Improve incident Slack-based communications

Current Situation

Presently when an incident occurs, Slack threads start up in several places. This makes it difficult for an EOC/CMOC/IMOC who needs to build context during incident mitigation.

When active incidents are handed-off, it can be difficult to skim 3+ threads spread across several different channels.

From gitlab-com/www-gitlab-com#7945 (closed), which I've closed as a duplicate of this issue (even though that one came first!).

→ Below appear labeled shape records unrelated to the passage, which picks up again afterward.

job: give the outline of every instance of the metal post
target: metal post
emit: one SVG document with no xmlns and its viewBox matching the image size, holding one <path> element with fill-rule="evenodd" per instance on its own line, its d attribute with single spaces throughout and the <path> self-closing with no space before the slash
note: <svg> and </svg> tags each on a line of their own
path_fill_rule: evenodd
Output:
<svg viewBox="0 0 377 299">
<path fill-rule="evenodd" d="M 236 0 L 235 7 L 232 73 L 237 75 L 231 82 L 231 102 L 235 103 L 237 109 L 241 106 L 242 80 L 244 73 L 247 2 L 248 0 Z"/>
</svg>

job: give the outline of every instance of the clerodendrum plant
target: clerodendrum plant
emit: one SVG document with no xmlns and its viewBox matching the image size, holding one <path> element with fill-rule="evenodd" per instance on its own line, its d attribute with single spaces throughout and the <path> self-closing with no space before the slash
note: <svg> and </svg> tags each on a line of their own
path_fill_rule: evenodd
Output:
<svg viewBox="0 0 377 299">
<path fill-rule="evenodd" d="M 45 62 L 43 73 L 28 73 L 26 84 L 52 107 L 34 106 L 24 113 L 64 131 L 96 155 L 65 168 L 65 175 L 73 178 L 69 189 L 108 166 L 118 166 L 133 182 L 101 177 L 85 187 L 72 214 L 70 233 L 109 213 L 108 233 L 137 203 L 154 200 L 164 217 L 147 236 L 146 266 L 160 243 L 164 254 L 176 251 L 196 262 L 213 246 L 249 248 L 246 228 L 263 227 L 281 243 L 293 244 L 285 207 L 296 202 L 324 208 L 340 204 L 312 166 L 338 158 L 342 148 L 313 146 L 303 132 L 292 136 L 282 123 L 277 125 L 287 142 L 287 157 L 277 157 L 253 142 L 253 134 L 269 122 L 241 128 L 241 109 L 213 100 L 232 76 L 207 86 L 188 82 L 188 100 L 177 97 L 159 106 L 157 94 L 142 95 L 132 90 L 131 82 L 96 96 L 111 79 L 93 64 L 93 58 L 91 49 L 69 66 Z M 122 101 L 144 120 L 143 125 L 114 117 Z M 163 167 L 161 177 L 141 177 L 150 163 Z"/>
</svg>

It was discussed that some of the participating members from dev escalation faced problems ensuring a clean hand off of communications between members. This problem is not specific to dev-escalation members, but can also be seen during incidents for Infrastructure teams as well. Specifically the following:

  • There are multiple areas that needed to be followed, many slack threads, comments in issues, zoom calls
  • Some conversation threads were started in other channels outside of #incident-management and #dev-escalation
  • Some communication was held within an identified MR or associated issue vs the incident issue

All of the above provided a lot of work for the next member to:

  • Read all threads that are known
  • Somehow learn what was discussed during a Zoom call
  • Discover what troubleshooting methods are known or have been attempted
  • Compare notes where information may be missing or obsolete as new information was discovered

The issues discussed above have all provided an additional amount of work on top of the on-going situation that required the assistance of various team members across various teams and functions.

Utilize this issue to discuss what we can do to update our communication standards and training to ensure we eliminate a communication as a bottle neck when attempting to work together on a high profile issue. Consider adopting similar policies for other teams as well where this is a common problem.

Desired Outcome

The incident notification in the #production and #incident-management Slack channels instruct GitLab Team Members on where to go to maintain incident communications.

For all incidents, GitLab team members are pointed to a Slack channel which has been created for the incident.

The handbook is also updated with information on how to find the channel and a link to the channel is available at the top of the incident description.

Acceptance Criteria

  • Necessary handbook updates are in place describing this workflow
  • Messaging is added to incident announcements to indicate procedure
  • Tooling is present to spin up an incident Slack channel
Edited by AnthonySandoval